University of Washington Press, £15.99
Buprenorphine is a pharmaceutical used for opiate withdrawal and replacement therapy. In The Clinic and Elsewhere, anthropologist Todd Meyers takes you on a journey with a small group of Baltimore adolescents who have used this drug to deal with their own substance addictions. Central to this compelling ethnographic monograph, as indicated by its subtitle, is what the author calls the ‘afterlife’ of therapy: what happens to teenagers following buprenorphine treatment?
Conceptually, Meyers draws throughout on the French philosopher of medicine and biology, Georges Canguilhem, particularly his distinction between curing and healing. In the former case, an individual’s physiological normality is restored, whereas the latter implies a more profound remaking of the body, the self and the wider social context – to heal is to produce something new. Meyers’ focus is the way that buprenorphine (sometimes) helps to heal.
As an anthropological study, the concerns here are not standardised clinical outcome measures, although Meyers certainly does not dismiss these. Instead, they are the less tangible and more complex biographical details of former adolescent drug-takers’ lives.
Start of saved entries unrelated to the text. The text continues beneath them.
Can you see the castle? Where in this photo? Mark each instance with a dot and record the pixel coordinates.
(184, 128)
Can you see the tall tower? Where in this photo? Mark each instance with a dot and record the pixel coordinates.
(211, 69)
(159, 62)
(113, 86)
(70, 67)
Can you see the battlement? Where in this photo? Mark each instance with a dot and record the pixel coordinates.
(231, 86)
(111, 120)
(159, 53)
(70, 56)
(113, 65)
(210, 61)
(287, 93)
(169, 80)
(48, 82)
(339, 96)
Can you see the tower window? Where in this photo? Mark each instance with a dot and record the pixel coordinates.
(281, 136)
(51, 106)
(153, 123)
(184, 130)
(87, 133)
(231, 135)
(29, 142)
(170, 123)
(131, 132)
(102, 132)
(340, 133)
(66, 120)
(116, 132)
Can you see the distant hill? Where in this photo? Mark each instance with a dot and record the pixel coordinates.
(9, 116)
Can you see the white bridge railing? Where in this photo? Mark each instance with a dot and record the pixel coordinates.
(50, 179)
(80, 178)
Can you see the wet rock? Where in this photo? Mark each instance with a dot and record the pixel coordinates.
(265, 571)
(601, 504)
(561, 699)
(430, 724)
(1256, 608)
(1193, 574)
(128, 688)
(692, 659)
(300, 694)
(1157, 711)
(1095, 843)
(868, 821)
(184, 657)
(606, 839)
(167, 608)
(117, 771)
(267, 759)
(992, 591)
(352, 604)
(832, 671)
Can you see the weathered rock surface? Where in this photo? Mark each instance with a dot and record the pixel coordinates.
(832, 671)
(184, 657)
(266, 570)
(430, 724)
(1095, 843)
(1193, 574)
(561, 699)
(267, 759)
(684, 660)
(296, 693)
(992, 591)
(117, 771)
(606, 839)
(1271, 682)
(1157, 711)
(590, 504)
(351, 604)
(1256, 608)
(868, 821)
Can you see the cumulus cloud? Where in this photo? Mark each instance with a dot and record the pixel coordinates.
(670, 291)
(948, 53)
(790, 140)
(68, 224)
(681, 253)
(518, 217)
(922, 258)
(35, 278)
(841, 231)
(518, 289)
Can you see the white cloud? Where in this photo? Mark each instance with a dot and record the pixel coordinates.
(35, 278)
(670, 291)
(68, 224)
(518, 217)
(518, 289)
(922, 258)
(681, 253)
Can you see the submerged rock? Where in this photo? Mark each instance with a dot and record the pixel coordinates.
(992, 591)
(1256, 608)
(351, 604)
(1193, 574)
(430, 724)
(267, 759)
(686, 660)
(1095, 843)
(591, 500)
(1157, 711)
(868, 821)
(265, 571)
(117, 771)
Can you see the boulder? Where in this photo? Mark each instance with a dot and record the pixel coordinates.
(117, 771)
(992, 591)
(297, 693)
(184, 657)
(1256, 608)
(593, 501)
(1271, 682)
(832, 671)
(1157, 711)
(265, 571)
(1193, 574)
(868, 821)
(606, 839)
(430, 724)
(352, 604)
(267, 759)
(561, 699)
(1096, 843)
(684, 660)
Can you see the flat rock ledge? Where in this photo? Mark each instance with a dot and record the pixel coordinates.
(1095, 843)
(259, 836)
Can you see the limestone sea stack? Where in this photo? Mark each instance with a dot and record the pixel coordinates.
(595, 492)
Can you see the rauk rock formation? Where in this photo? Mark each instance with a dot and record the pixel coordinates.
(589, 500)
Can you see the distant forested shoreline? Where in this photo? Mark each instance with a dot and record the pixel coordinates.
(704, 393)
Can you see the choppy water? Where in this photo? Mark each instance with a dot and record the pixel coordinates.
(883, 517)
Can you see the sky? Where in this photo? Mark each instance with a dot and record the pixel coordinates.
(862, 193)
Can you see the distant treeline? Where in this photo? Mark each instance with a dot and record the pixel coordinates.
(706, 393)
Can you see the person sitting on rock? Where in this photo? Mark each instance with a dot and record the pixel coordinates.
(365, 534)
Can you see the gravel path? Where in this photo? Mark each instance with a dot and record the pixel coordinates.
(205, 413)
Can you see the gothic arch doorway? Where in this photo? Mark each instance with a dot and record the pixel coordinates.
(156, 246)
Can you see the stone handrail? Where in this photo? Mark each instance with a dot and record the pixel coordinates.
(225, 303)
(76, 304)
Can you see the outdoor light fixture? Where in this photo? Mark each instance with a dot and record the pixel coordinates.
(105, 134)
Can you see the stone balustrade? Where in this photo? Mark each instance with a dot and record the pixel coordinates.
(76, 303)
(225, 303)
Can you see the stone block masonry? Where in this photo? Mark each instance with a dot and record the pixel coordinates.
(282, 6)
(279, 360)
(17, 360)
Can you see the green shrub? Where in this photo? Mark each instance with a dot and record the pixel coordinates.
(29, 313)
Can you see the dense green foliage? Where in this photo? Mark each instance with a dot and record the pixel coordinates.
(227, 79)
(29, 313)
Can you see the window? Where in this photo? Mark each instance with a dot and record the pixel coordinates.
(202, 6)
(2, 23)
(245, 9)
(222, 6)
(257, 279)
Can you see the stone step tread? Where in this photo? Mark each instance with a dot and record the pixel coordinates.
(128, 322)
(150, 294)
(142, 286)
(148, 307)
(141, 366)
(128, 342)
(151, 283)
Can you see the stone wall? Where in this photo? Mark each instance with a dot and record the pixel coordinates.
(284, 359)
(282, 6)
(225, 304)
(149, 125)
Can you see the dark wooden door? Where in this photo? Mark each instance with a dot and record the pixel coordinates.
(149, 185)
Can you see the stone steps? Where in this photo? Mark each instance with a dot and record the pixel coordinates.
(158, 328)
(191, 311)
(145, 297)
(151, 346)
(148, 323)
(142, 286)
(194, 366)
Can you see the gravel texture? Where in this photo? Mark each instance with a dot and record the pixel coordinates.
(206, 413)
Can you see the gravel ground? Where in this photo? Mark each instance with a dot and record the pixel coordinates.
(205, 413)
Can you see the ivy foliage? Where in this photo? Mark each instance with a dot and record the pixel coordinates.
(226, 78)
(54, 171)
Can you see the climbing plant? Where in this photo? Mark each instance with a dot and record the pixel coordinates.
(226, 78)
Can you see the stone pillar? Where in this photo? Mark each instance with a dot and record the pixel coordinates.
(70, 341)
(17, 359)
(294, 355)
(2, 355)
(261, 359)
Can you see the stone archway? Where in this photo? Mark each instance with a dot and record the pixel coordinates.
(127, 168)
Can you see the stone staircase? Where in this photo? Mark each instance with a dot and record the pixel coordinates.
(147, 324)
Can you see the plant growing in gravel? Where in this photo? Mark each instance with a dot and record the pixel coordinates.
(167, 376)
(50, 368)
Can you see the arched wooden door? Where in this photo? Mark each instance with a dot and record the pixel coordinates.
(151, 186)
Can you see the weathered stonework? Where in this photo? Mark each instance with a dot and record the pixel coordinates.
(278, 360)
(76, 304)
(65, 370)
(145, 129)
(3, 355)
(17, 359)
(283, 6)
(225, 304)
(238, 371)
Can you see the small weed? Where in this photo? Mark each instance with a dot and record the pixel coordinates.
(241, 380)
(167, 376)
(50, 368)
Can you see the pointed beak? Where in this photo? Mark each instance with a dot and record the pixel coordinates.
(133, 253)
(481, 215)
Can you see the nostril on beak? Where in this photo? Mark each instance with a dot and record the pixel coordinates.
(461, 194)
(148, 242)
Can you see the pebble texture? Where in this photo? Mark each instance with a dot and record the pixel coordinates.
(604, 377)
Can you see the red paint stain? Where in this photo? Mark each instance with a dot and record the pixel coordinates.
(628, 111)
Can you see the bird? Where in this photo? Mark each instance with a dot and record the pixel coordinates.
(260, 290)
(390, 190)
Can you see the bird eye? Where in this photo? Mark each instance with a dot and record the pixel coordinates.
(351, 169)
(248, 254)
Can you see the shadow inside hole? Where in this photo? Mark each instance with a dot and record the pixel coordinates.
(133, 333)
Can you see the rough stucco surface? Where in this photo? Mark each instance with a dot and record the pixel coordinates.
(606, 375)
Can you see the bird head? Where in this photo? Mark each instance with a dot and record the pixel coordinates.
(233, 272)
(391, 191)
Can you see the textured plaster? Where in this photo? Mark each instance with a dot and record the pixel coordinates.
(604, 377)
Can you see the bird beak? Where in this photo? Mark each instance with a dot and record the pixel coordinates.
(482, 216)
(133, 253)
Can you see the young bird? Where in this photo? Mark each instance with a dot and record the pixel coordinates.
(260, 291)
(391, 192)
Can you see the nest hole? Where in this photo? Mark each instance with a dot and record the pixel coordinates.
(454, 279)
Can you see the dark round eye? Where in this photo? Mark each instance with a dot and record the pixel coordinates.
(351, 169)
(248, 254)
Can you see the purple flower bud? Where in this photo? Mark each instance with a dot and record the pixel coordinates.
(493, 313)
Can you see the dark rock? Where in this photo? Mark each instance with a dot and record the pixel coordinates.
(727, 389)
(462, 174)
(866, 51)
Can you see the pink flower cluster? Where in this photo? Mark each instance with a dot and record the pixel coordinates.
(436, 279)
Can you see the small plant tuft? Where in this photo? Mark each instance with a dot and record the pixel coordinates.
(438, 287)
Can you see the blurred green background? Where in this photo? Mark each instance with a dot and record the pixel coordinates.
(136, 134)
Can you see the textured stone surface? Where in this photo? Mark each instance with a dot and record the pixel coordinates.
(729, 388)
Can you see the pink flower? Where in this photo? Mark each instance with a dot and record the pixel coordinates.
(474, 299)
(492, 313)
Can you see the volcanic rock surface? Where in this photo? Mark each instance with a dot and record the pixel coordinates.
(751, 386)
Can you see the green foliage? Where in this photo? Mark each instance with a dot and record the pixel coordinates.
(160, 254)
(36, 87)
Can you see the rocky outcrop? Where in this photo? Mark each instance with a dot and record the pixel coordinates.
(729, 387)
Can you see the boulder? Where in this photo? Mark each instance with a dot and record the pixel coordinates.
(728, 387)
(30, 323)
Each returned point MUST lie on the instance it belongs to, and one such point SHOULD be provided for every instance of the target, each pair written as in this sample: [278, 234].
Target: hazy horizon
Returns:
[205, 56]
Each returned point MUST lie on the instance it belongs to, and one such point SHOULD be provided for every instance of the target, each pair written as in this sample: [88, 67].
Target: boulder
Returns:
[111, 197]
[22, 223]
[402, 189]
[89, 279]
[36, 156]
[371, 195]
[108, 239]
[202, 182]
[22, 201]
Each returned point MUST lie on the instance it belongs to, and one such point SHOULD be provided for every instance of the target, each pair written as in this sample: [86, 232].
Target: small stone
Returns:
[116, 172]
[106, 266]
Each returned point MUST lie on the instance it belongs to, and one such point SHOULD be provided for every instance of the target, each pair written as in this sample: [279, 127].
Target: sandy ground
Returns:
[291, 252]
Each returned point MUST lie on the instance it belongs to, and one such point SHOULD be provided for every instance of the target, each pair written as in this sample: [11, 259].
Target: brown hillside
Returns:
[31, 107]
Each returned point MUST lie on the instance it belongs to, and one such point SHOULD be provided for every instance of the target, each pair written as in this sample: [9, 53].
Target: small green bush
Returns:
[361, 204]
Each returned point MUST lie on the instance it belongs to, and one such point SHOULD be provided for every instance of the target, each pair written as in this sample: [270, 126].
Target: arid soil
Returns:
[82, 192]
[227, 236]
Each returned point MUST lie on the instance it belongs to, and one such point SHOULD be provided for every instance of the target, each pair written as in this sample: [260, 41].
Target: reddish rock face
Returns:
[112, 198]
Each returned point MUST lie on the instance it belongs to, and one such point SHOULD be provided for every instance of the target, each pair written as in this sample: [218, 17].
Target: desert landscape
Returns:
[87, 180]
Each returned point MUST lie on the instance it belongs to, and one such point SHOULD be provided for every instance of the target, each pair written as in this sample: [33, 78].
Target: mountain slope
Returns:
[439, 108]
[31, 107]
These are not straightforward, and Meyers wisely eschews any attempt to use his ethnography as a tool for making predictive claims. Rather, he seeks to reveal, with great sensitivity, the great degree to which buprenorphine is only one part of a wider ecology of persons, places and substances that shape the lives of adolescents. At the same time, he reflects anthropologically on a powerful and often neglected issue in the social science of biomedicine: what happens when participants die?
The Clinic and Elsewhere is, of course, written for fellow anthropologists rather than biologists, but there is much to recommend here for scientists concerned with what happens to the substances they develop once they have left the walls of the laboratory, and how young lives are impacted and changed in the process.